# Choke Tube for Pheasant Hunting...



## xuman3 (Oct 5, 2005)

I have a 870 12ga. and am going pheasant hunting this weekend. What choke tube and size shot should I use for the birds? Any help would be appreciated!


----------



## BradU20 (Apr 27, 2004)

Assuming you are on a preserve hunt...typically means you'll be hunting over tight sitting birds. Most of your shots should be on the short side of the range. I say Improved Cylinder with 6's. 

Brad


----------



## billybob7059 (Mar 27, 2005)

I'd go with that too. good combo for preserve birds


----------



## JIG (Nov 2, 2004)

If your huntin open fields on a windy day. They can move.
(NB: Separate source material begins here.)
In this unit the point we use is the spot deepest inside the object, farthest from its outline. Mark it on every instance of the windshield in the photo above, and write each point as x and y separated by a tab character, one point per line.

Makes the side by side great not to say im a bad shot.


----------



## INSANE_SQUAD (Apr 13, 2004)

If you have a dog you are trying to work also, just take your time and let the birds get out there a good distance. 

I'm a semi slow shooter and i love the long shot so i us the full choke..

And good luck with the birds..


Insane---out


----------



## crankus_maximus (Apr 14, 2004)

Boy, that's why an over under is great. First barrel choke for IC and the second you can choke it for Full. 

Now it's all becoming clear!


----------